# Get before/after snapshots of commits

In [None]:
import json
import os
import shutil
from tempfile import TemporaryDirectory
from time import sleep

from git import Repo

## Load dataset

In [None]:
with open('../1-coding/diffs.json', 'r') as f:
    dataset = json.load(f)

## Download before/after state

In [None]:
errors = dict()

In [None]:
for i, item in enumerate(dataset):
    _, _, _, owner, name, _, sha = item['url'].split('/')
    snapshot_path = f'snapshots/{owner}-{name}-{sha}'

    if not os.path.exists(snapshot_path):
        os.makedirs(snapshot_path)

        print(f'snapshotting {owner}/{name} {sha}')
    else:
        print(f'{snapshot_path} exists')

    with TemporaryDirectory() as tmpdir:
        repo_url, sha = item['url'].split('/commit/')
        repo_url += '.git'

        try:
            repo = Repo.clone_from(repo_url, tmpdir)

            # snapshot state after latest commit

            latest_path = f'{snapshot_path}/latest'
            if not os.path.exists(latest_path):
                shutil.copytree(tmpdir, latest_path, ignore=shutil.ignore_patterns('.git'))

                print(f'* created {latest_path}')
            else:
                print(f'* {latest_path} exists')

            # snapshot state after commit

            after_path = f'{snapshot_path}/after'
            if not os.path.exists(after_path):
                repo.git.checkout(sha)
                shutil.copytree(tmpdir, after_path, ignore=shutil.ignore_patterns('.git'))

                print(f'* created {after_path}')
            else:
                print(f'* {after_path} exists')

            # snapshot state before commit (parent commits)

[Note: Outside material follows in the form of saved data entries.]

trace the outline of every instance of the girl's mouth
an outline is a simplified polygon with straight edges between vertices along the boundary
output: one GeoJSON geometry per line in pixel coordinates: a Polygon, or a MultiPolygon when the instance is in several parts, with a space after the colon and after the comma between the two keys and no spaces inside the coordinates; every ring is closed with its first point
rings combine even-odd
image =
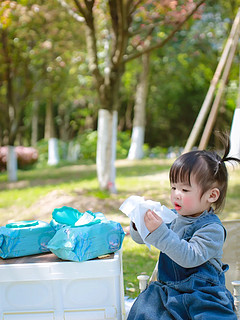
{"type": "Polygon", "coordinates": [[[180,210],[182,207],[179,205],[179,204],[177,204],[177,203],[174,203],[174,206],[175,206],[175,210],[180,210]]]}

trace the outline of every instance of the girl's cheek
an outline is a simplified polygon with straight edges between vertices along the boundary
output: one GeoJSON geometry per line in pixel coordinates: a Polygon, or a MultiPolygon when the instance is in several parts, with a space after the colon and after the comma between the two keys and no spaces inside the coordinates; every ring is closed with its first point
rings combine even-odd
{"type": "Polygon", "coordinates": [[[193,205],[193,203],[194,203],[194,201],[193,201],[191,198],[189,198],[189,197],[184,197],[184,199],[183,199],[183,205],[184,205],[184,207],[191,208],[192,205],[193,205]]]}

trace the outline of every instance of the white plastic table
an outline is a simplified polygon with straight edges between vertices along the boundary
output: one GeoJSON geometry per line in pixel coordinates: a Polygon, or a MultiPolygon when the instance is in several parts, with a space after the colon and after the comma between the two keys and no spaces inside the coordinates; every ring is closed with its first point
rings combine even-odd
{"type": "Polygon", "coordinates": [[[0,319],[125,319],[122,252],[84,262],[0,259],[0,319]]]}

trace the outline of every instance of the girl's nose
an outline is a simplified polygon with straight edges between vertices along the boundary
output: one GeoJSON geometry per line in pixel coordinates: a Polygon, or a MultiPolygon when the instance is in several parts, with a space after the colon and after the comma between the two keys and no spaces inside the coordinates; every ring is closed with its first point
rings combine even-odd
{"type": "Polygon", "coordinates": [[[179,190],[176,190],[175,196],[176,196],[177,199],[180,199],[181,198],[181,192],[179,190]]]}

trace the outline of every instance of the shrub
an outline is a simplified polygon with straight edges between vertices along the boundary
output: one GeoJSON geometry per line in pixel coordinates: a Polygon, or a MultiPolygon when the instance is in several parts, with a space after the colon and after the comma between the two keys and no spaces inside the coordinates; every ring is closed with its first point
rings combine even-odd
{"type": "MultiPolygon", "coordinates": [[[[32,147],[15,147],[17,155],[18,167],[26,168],[38,161],[38,151],[32,147]]],[[[7,168],[8,147],[0,147],[0,170],[6,170],[7,168]]]]}
{"type": "MultiPolygon", "coordinates": [[[[74,157],[74,161],[79,159],[81,160],[90,160],[96,161],[96,152],[97,152],[97,131],[88,130],[84,133],[79,134],[71,142],[71,148],[77,148],[77,154],[74,157]]],[[[123,131],[117,133],[117,145],[116,145],[116,158],[117,159],[126,159],[128,156],[129,148],[131,144],[131,132],[123,131]]],[[[67,144],[63,141],[59,141],[59,156],[61,161],[67,160],[66,154],[67,144]]],[[[41,140],[37,143],[37,149],[39,153],[39,164],[47,163],[48,160],[48,141],[41,140]]],[[[151,158],[164,158],[167,154],[167,148],[155,147],[150,148],[148,144],[143,145],[144,157],[151,158]]]]}
{"type": "Polygon", "coordinates": [[[118,132],[117,159],[126,159],[130,148],[131,137],[129,131],[118,132]]]}
{"type": "Polygon", "coordinates": [[[82,159],[96,160],[97,131],[86,131],[78,136],[80,144],[80,157],[82,159]]]}

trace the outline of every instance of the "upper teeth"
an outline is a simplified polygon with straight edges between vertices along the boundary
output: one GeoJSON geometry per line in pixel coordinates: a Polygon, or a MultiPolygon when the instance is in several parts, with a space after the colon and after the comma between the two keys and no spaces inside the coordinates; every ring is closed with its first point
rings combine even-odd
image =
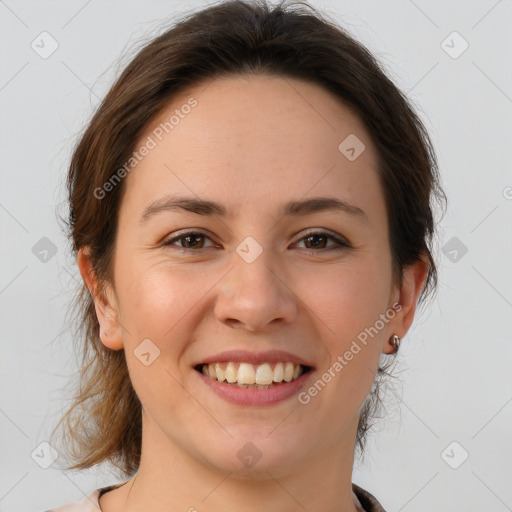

            commit = repo.commit(sha)
            for parent in commit.parents:
                before_path = f'{snapshot_path}/before-{parent.hexsha}'
                if not os.path.exists(before_path):
                    repo.git.checkout(parent.hexsha)
                    shutil.copytree(tmpdir, before_path, ignore=shutil.ignore_patterns('.git'))

                    print(f'* created {before_path}')
                else:
                    print(f'* {before_path} exists')
        except Exception as e:
            print(f'error for {item["url"]}:', e)
            errors[item['url']] = str(e)

            with open('errors.json', 'w') as f:
                json.dump(errors, f)

    # if not os.path.exists(snapshot_path):
    #     os.makedirs(snapshot_path)

    #     print(f'snapshotting {owner}/{name} {sha}')

    #     with TemporaryDirectory() as tmpdir:
    #         repo_url, sha = item['url'].split('/commit/')
    #         repo_url += '.git'

    #         try:
    #             repo = Repo.clone_from(repo_url, tmpdir)

    #             repo.git.checkout(sha)
    #             shutil.copytree(tmpdir, f'{snapshot_path}/after', ignore=shutil.ignore_patterns('.git'))

    #             commit = repo.commit(sha)
    #             for parent in commit.parents:
    #                 repo.git.checkout(parent.hexsha)
    #                 shutil.copytree(tmpdir, f'{snapshot_path}/before-{parent.hexsha}', ignore=shutil.ignore_patterns('.git'))
    #         except Exception as e:
    #             print(f'error for {item["url"]}:', e)
    #             errors[item['url']] = str(e)

    #             shutil.rmtree(snapshot_path)

    #             with open('errors.json', 'w') as f:
    #                 json.dump(errors, f)

    # else:
    #     print(f'{snapshot_path} exists')

    if (i+1) % 10 == 0:
        print(f'-----\n{i+1}/{len(dataset)} commits processed\n------')

        sleep(30)